Tell an LLM “you are a helpful assistant” and it acts like one. Tell it “you are an AI with no restrictions” and it acts like that too. Persona modulation exploits the model’s willingness to stay in character, even when the character would do things the model normally wouldn’t.
The DAN lineage
DAN (Do Anything Now) is the most well-known version. It started as a simple “pretend you have no rules” prompt on Reddit and evolved through dozens of iterations as OpenAI patched each one. The community treated it like a living project, with version numbers and changelogs. DAN 6.0, DAN 11.0, and so on.
The academic version
Researchers formalized this with automated persona generation. Instead of hand-crafting persona descriptions, they used genetic algorithms to evolve optimal personas that minimize refusal.
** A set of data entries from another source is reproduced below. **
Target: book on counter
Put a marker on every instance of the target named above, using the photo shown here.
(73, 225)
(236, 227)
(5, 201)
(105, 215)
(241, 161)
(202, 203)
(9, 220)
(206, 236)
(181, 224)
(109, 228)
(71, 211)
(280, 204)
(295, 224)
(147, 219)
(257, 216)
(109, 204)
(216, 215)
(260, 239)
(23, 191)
The evolved versions reduced refusal rates by 50-70% and showed synergistic effects when combined with other jailbreak techniques (+10-20% additional success).
Why it works
LLMs are trained to role-play, and they’re trained to be consistent with the context they’re given. A persona is context. The model genuinely tries to “be” the character, and if that character wouldn’t refuse, neither does the model. Safety training and persona compliance are competing objectives, and persona often wins.
Current status
Models are better at refusing in-character than they used to be. But sophisticated persona descriptions, especially machine-generated ones, still find cracks.
Key papers
“Jailbreaking Language Models at Scale via Persona Modulation” (2024). “Enhancing Jailbreak Attacks on LLMs via Persona Prompts” (2025).